# Weather forecast



## Mozart (Jul 17, 2018)

What am I supposed to make of this?? :lol:

Today:
0% chance of rain but 0.06" expected rainfall

Tomorrow:
20% chance of 0" of rain. Does that mean 80% chance of > 0" of rain? :lol:

The weather forecast in general has been extremely inaccurate this year!


----------



## Powhatan (Dec 15, 2017)

It means somewhere in the predicted area they are receiving an inaccurate forecast :lol:


----------



## desirous (Dec 15, 2017)

The % and inches use different time frames. The 0.06" for "today" covers today morning through tomorrow morning. I don't have a guess about the time frame that the % chance covers, but I am sure it's different.
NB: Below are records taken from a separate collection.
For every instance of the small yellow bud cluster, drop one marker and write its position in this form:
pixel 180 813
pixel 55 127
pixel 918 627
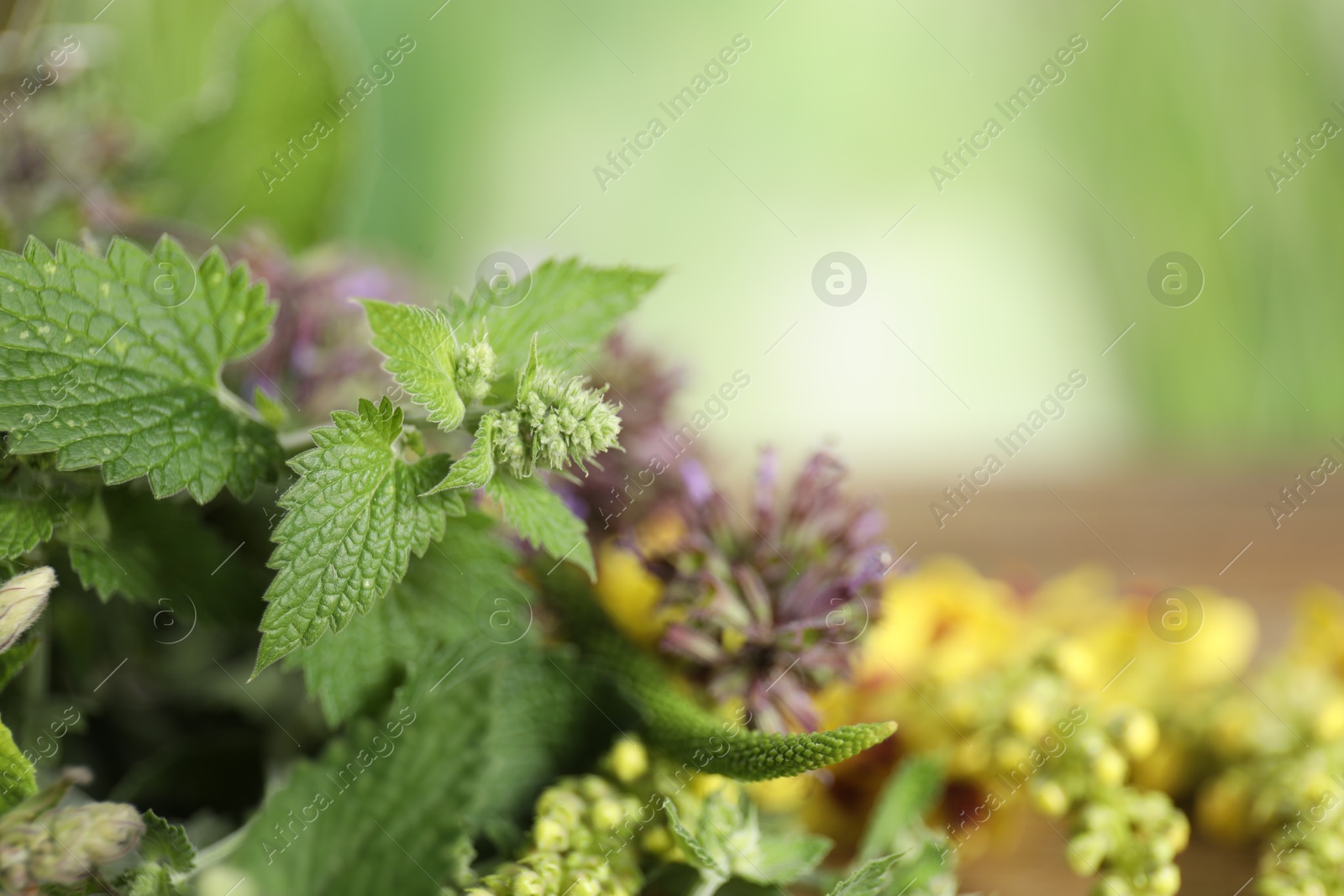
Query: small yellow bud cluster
pixel 1131 840
pixel 577 846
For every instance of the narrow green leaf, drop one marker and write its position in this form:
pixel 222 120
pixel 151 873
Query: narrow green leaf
pixel 541 516
pixel 472 470
pixel 705 855
pixel 909 794
pixel 354 519
pixel 18 779
pixel 575 305
pixel 421 356
pixel 114 363
pixel 869 879
pixel 165 844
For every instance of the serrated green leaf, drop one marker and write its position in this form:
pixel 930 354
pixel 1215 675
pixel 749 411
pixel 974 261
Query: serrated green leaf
pixel 909 794
pixel 705 853
pixel 472 470
pixel 449 597
pixel 13 660
pixel 869 879
pixel 24 524
pixel 167 844
pixel 541 516
pixel 783 859
pixel 477 735
pixel 421 356
pixel 573 305
pixel 354 519
pixel 114 363
pixel 18 779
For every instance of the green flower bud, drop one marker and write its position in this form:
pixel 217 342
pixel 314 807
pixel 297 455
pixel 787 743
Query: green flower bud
pixel 550 835
pixel 475 369
pixel 528 883
pixel 585 886
pixel 22 600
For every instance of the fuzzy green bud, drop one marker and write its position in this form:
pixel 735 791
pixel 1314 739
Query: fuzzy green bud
pixel 475 369
pixel 22 600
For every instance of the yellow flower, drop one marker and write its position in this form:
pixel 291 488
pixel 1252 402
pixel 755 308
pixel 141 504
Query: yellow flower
pixel 629 594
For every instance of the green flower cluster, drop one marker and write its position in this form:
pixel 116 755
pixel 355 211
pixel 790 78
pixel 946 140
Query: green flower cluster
pixel 60 846
pixel 474 371
pixel 575 846
pixel 557 421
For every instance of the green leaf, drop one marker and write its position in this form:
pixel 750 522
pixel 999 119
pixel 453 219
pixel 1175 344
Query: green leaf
pixel 114 363
pixel 421 356
pixel 541 516
pixel 464 589
pixel 468 741
pixel 472 470
pixel 909 794
pixel 869 879
pixel 18 779
pixel 706 853
pixel 167 844
pixel 573 305
pixel 726 840
pixel 354 519
pixel 783 859
pixel 13 660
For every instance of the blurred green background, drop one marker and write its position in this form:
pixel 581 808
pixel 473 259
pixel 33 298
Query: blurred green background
pixel 983 291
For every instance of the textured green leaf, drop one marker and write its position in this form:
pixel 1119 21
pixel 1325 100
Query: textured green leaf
pixel 675 725
pixel 465 745
pixel 116 363
pixel 909 794
pixel 541 516
pixel 472 470
pixel 783 859
pixel 573 305
pixel 167 844
pixel 448 598
pixel 726 840
pixel 354 519
pixel 24 523
pixel 869 879
pixel 421 356
pixel 18 779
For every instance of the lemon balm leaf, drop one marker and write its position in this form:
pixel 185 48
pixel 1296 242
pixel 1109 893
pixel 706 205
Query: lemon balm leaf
pixel 474 469
pixel 114 363
pixel 541 516
pixel 353 520
pixel 575 305
pixel 421 356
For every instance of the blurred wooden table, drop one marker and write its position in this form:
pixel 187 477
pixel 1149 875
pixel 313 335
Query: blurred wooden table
pixel 1158 530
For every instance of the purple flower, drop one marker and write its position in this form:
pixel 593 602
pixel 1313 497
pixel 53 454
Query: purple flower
pixel 772 604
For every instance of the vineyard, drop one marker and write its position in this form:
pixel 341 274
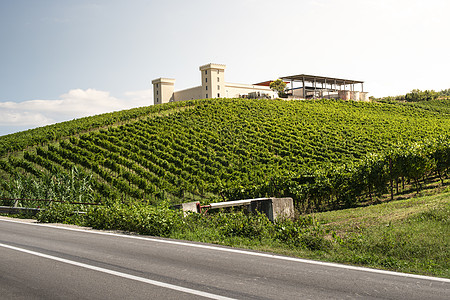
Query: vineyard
pixel 323 153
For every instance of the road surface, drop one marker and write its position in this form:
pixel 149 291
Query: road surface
pixel 39 261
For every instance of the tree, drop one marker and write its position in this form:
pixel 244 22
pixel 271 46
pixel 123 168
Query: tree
pixel 279 86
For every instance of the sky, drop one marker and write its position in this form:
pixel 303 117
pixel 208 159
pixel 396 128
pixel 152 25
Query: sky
pixel 61 60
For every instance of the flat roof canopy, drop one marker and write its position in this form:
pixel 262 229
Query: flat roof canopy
pixel 320 79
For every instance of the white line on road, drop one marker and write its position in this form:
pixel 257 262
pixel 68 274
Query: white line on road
pixel 244 252
pixel 119 274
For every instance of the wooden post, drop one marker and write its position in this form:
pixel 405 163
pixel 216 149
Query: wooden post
pixel 304 93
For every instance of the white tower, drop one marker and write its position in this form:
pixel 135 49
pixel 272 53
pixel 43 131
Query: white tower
pixel 213 81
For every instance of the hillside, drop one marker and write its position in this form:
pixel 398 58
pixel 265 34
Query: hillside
pixel 214 148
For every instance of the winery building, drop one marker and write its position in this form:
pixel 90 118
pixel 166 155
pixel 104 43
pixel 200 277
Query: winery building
pixel 298 87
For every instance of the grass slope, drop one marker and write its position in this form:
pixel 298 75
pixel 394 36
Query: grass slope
pixel 170 152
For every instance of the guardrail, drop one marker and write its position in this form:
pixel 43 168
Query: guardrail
pixel 273 208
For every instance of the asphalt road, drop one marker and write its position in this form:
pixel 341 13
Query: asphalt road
pixel 53 262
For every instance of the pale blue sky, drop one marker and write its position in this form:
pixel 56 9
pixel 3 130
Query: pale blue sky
pixel 61 60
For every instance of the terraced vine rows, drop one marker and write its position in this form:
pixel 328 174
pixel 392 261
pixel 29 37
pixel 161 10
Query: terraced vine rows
pixel 218 145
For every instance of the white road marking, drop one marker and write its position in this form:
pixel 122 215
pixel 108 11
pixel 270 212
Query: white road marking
pixel 119 274
pixel 244 252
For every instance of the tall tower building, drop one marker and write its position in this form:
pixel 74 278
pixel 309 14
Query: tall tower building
pixel 213 81
pixel 163 90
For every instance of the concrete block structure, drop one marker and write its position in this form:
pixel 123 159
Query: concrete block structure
pixel 213 85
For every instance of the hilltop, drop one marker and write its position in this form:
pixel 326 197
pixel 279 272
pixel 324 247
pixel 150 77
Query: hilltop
pixel 217 149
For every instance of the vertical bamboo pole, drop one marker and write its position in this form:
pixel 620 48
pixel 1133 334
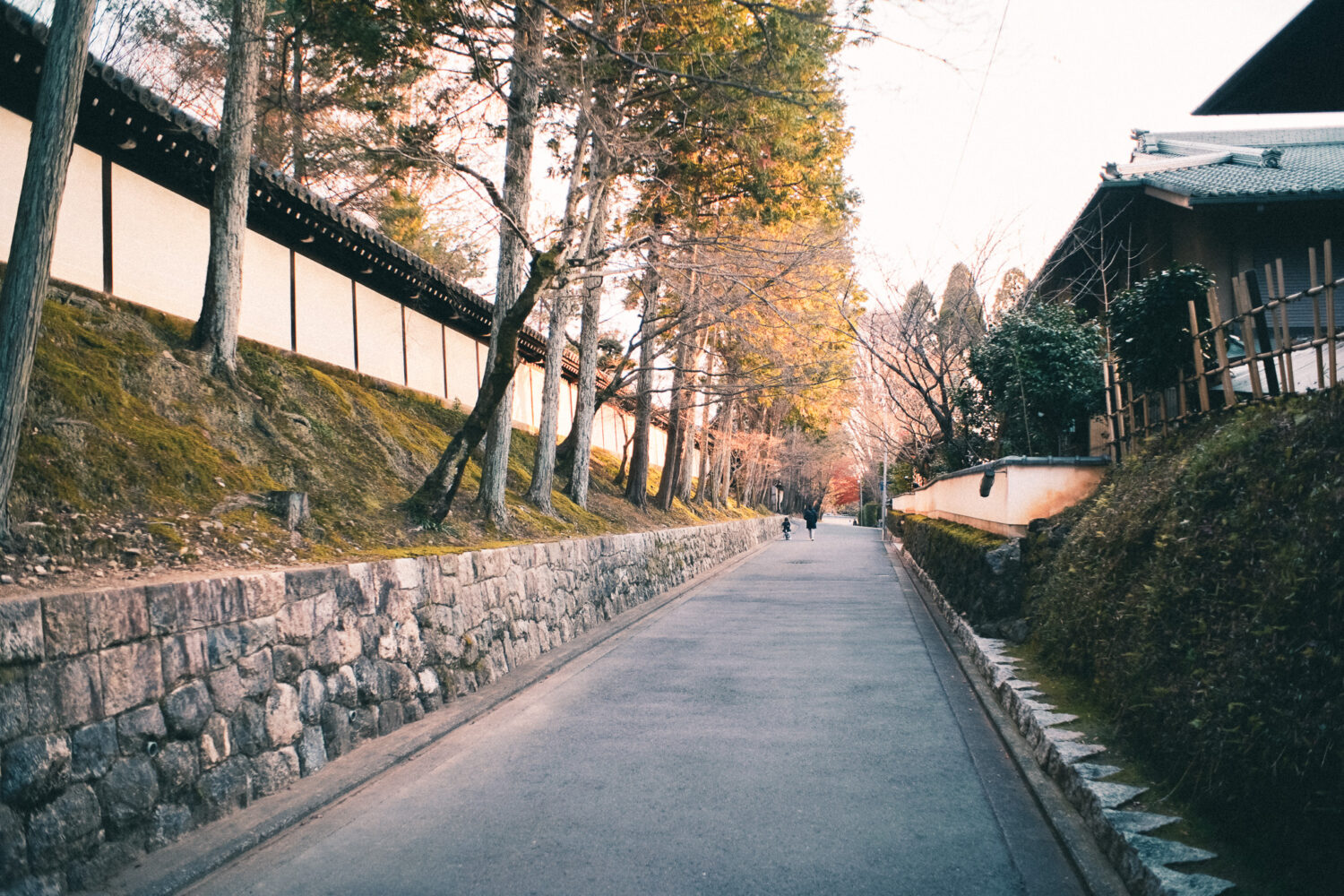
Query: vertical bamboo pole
pixel 1244 314
pixel 1330 314
pixel 1282 322
pixel 1277 340
pixel 1201 381
pixel 1215 320
pixel 1316 320
pixel 1112 417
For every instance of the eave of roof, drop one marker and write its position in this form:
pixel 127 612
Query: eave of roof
pixel 1297 70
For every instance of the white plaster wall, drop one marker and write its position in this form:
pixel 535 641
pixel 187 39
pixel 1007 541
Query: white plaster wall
pixel 1018 495
pixel 160 244
pixel 324 314
pixel 379 327
pixel 461 368
pixel 567 398
pixel 263 314
pixel 77 253
pixel 424 354
pixel 13 153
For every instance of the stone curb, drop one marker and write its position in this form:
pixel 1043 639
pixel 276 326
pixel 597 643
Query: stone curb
pixel 191 858
pixel 1061 754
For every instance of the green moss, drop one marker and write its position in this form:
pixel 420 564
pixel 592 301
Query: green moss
pixel 1199 594
pixel 121 425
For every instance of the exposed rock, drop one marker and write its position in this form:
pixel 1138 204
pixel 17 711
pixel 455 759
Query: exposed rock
pixel 187 708
pixel 338 731
pixel 185 656
pixel 312 694
pixel 140 728
pixel 226 788
pixel 215 742
pixel 255 673
pixel 93 748
pixel 312 750
pixel 13 845
pixel 282 721
pixel 13 708
pixel 177 769
pixel 34 770
pixel 21 630
pixel 128 791
pixel 343 686
pixel 169 823
pixel 247 728
pixel 226 689
pixel 287 662
pixel 390 716
pixel 273 771
pixel 132 675
pixel 66 828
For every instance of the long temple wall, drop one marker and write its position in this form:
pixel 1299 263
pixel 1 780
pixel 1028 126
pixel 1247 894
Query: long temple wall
pixel 159 246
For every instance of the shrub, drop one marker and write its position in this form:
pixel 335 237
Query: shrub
pixel 1150 325
pixel 1040 371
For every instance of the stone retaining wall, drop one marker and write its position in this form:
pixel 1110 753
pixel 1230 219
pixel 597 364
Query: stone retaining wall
pixel 129 716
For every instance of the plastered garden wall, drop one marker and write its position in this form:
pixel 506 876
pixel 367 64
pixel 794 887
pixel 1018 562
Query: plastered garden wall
pixel 132 715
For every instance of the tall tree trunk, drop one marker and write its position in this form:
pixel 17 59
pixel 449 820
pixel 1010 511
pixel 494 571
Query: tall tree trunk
pixel 676 438
pixel 523 101
pixel 677 421
pixel 637 487
pixel 217 328
pixel 543 462
pixel 543 465
pixel 296 110
pixel 586 410
pixel 723 478
pixel 435 497
pixel 35 223
pixel 685 479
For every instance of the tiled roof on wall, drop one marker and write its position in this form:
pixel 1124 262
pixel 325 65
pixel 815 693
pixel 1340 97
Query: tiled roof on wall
pixel 126 123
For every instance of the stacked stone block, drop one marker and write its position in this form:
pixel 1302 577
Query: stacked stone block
pixel 132 715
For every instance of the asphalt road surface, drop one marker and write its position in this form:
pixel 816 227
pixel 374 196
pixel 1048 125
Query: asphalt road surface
pixel 793 726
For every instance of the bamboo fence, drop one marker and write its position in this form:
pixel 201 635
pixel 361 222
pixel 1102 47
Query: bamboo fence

Yes, I agree it's inconsistent, but I guess that's what their UX experts decided is most intuitive for the majority of users...


----------



## dfw_pilot (Jan 28, 2017)

Mozart said:


> What am I supposed to make of this?? :lol:


What I make of it is that predicting rain within a few hours is difficult, yet I should trust the predictions for the climate 100 years from now or be shouted down.


----------



## pennstater2005 (Jul 17, 2017)

dfw_pilot said:


> Mozart said:
> 
> 
> > What am I supposed to make of this?? :lol:
> ...


 :beer:


----------



## Green (Dec 24, 2017)

dfw_pilot said:


> Mozart said:
> 
> 
> > What am I supposed to make of this?? :lol:
> ...


But long term trends tend to average out over time, and the direction they're going in becomes more apparent as more time goes on. Like how jet engine designs have improved over time. Which reminds me...now I'm seeing more blowers using small-scale versions of turbine fans.


----------



## TN Hawkeye (May 7, 2018)

As my dad always said,"It's a definite maybe."


----------